Business intelligence case studies are generally scenario-based questions that ask you to work through a solution to a proposed business problem.
For example, in a business intelligence case interview, you might be asked: How would you de-duplicate product listings that don’t have the same title, SKU, or description?
Your job is to ask the interviewer for more information, make assumptions about the case, propose a solution, and finally, consider the trade-offs of your solution. For business intelligence engineering roles, business case studies tend to fall into two broad categories:
Analytics - Analytics questions test your understanding of metrics and how they relate to business goals. Your job is to ask the interviewer for more information, make assumptions about the case, propose a solution, and finally, consider the trade-offs of your solution.
Database Design - Database/ technology questions ask you to design or discuss a tech solution to a given business problem.
Generally, business intelligence case studies are the most difficult part of business intelligence interviews, but using frameworks and understanding how they are graded can help you to prepare for your next BI case study interview.
Business intelligence (BI) engineers are technology specialists who ensure that analysts and data scientists have access to the right data and technologies. A key responsibility is ensuring that the company’s data is organized and accessible. BI engineer case interviews mirror the type of work that candidates will perform on the job.
Specific tasks business intelligence engineers do include:
Creating reports, developing dashboards, and implementing analytics applications such as DataMiner or Tableau Desktop
Designing, developing, and maintaining data warehouses to store large volumes of structured, semi-structured, and unstructured data
Selecting hardware, software, and database management systems for data warehousing projects in line with organizational goals
Training and onboarding users to use business intelligence software
Case studies are a common business intelligence interview question that present the interviewee with a specific business problem. The interviewee must then talk the interviewer through a potential solution for that problem.
Most business intelligence case studies cover designing dashboards or creating databases to function for business needs. Therefore, most problems are general business case studies or technical SQL case studies, and the interviewee must solve a problem relating to how data is being presented or stored.
A typical framework for solving business intelligence case questions includes four steps:
1. Clarify - Your first step should be to gather more information from the interviewer. Case studies tend to be vague and lack information. You’re responsible for digging in and finding out exactly what the question is asking.
2. Make Assumptions - Start forming a hypothesis and talk through your reasoning. Your goal should be to land on one hypothesis/solution for the problem, which you will analyze further.
3. Propose a Solution - State your solution, and talk the interviewer through your processes for building the solution.
4. Conduct Further Analysis - For analytics case studies, you’ll want to narrow your investigation to one key metric and support your hypothesis with data. For database design case studies, you’ll walk the interviewer through the schema for a database.

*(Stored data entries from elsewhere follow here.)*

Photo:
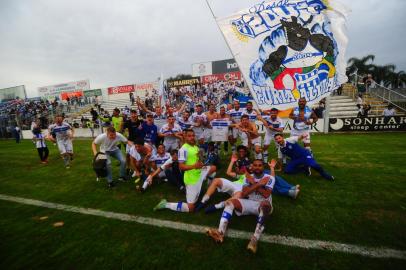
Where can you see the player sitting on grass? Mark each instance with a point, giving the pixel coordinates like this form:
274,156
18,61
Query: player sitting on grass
170,170
282,187
301,160
256,199
194,175
108,145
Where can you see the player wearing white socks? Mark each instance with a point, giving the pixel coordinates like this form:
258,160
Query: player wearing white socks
303,117
233,188
273,124
194,176
63,137
257,189
172,133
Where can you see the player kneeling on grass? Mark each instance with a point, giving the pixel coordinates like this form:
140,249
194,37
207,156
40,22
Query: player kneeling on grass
108,145
170,170
194,175
63,138
256,199
301,160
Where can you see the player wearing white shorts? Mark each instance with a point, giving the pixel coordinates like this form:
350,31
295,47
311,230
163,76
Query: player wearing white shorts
249,136
63,137
199,120
195,174
210,116
172,133
303,117
235,117
232,188
257,190
273,124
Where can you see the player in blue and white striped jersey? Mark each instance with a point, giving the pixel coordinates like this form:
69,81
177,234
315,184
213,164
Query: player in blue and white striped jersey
63,137
235,117
172,133
303,118
256,199
184,121
252,114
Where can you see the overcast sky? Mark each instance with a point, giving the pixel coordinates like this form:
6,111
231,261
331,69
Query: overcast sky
113,43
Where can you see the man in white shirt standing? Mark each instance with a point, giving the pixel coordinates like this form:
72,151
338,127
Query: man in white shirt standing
108,145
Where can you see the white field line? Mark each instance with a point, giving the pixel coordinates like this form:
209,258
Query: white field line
273,239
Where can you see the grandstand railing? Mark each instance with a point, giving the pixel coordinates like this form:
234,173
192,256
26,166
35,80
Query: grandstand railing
395,98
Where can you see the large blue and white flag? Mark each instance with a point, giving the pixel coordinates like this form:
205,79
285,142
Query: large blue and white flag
287,49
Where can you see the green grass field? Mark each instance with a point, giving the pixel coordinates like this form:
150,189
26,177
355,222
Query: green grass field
366,206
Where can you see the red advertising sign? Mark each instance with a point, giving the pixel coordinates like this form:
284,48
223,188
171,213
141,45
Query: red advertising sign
120,89
230,76
66,95
146,86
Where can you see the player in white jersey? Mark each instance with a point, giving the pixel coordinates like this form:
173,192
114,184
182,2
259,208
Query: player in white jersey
63,137
232,188
172,133
257,201
157,160
249,136
210,115
235,116
273,125
303,117
184,121
199,121
252,114
221,120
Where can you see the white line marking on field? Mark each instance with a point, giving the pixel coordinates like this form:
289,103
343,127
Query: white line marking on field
273,239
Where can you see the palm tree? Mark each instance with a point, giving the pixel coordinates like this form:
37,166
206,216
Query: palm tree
361,64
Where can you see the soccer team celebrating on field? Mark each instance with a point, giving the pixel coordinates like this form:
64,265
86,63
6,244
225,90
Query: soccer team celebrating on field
185,153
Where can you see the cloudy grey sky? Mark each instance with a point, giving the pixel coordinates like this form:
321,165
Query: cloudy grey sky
112,43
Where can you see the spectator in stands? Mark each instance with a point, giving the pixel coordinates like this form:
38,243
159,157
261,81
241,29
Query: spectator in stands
363,111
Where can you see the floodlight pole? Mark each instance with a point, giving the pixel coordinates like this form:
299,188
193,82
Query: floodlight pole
326,115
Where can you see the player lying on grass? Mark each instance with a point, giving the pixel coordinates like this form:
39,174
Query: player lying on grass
233,188
194,175
170,170
256,199
301,160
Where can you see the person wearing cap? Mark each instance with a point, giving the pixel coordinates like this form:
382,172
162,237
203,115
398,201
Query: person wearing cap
149,130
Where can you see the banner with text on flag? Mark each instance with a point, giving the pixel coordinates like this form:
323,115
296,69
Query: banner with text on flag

There is not a set grading rubric for business intelligence case studies, as it’s often at the discretion of the interviewer. However, there are some areas you should focus on that will make your response stronger:
Curiosity- Clarifying questions helps you narrow your response. An Amazon business intelligence engineer told us: “If you don’t ask questions, the interviewer could fail you, because they wanted to give you some information to steer the discussion down a particular path.”

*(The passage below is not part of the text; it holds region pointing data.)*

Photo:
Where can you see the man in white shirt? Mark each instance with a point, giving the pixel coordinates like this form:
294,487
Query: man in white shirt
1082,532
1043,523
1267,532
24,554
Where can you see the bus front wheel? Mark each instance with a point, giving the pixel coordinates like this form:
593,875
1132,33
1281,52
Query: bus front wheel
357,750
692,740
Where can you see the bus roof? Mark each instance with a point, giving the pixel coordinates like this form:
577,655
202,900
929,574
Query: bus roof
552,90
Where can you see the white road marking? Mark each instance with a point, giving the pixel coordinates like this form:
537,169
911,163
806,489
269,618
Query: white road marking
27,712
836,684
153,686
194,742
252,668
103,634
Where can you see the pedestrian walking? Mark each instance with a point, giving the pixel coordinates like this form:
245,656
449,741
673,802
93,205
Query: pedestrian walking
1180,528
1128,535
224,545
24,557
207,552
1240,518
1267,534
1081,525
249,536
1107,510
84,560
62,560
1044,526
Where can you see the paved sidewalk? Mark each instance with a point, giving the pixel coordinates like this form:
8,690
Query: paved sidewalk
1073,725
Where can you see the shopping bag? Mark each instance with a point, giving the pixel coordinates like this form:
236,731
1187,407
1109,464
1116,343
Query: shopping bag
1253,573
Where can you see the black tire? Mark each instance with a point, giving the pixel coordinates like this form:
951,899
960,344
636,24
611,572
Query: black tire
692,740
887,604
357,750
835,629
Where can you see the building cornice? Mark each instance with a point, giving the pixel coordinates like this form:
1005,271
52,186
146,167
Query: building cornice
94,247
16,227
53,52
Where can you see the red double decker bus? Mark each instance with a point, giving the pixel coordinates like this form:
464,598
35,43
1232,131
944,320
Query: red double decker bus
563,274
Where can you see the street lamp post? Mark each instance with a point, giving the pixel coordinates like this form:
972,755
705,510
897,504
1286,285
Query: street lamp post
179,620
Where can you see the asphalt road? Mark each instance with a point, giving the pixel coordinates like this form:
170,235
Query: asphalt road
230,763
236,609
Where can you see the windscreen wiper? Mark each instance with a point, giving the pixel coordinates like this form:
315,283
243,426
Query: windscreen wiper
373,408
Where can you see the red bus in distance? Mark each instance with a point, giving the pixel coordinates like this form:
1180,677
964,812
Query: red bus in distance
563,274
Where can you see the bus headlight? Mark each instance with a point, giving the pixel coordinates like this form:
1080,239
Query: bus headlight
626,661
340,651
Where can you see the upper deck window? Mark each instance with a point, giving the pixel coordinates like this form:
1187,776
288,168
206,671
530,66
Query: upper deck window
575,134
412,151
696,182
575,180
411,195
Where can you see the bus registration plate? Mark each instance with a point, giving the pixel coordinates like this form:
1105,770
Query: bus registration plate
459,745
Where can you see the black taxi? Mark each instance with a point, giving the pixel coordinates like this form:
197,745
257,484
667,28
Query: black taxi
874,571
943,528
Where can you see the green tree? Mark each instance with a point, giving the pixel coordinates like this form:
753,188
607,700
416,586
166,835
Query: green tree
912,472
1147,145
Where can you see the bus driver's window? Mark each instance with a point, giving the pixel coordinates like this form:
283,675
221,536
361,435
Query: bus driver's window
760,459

Ability to take direction - Our source said: “The interviewer decides where the candidate needs to end up in their solution.” Therefore, it’s important to take hints and coaching during the interview.
Thoroughness - Case questions assess the depth of your problem-solving approach. You can show this by asking clarifying questions, providing multiple data points for analysis, and making assumptions (and checking that those assumptions are correct).
Ability to adapt - Inevitably, something unexpected will come up in a case study question, like your preferred method isn’t feasible, and you will have to adapt. Take the cues the interviewer provides, and always be willing to change courses if needed.
Communication - BI cases assess your ability to summarize your solution and clearly explain your thought processes and assumptions. One tip: Ask the interviewer if they have any questions throughout your response. This can help you clarify your answer at the moment.
There’s no right or wrong answer to case study questions. Rather, candidates are graded on the quality of their responses. Using a framework will help you structure your response more clearly.
Let’s take a look at an in-depth mock interview solution to a business intelligence case question asked at Amazon:
More context. Products are listed under different seller names. So for the same product, we might see many variations, e.g., iPhone X and Apple iPhone 10. However, let’s say this example shows up for a lot of different products in various categories.
See a full mock interview solution to this question on YouTube.
Here’s an edited solution from the mock interview:
Interviewee: “If it’s an established e-commerce company, I would assume that they would have some kind of an ID for every product in their inventory. So something like an SKU or an ID. And if it’s Amazon, then that’s pretty unique, and you know that even if the description is different under different sellers, I would assume that they would have the same SKU.”
“So if you just look at the list of all the SKUs and different sellers and then do a distinct GROUP BY on SKU across all sellers, you’ll find out which SKUs are replicated. And then, once you have that, you can go to the business team saying what you want to do with them.”
Follow-Up Question 2: Let’s say you don’t have an SKU. People create their product titles, along with an image and descriptions.
How would we then do the mapping to the SKU, or would you think of a different approach towards solving the problem?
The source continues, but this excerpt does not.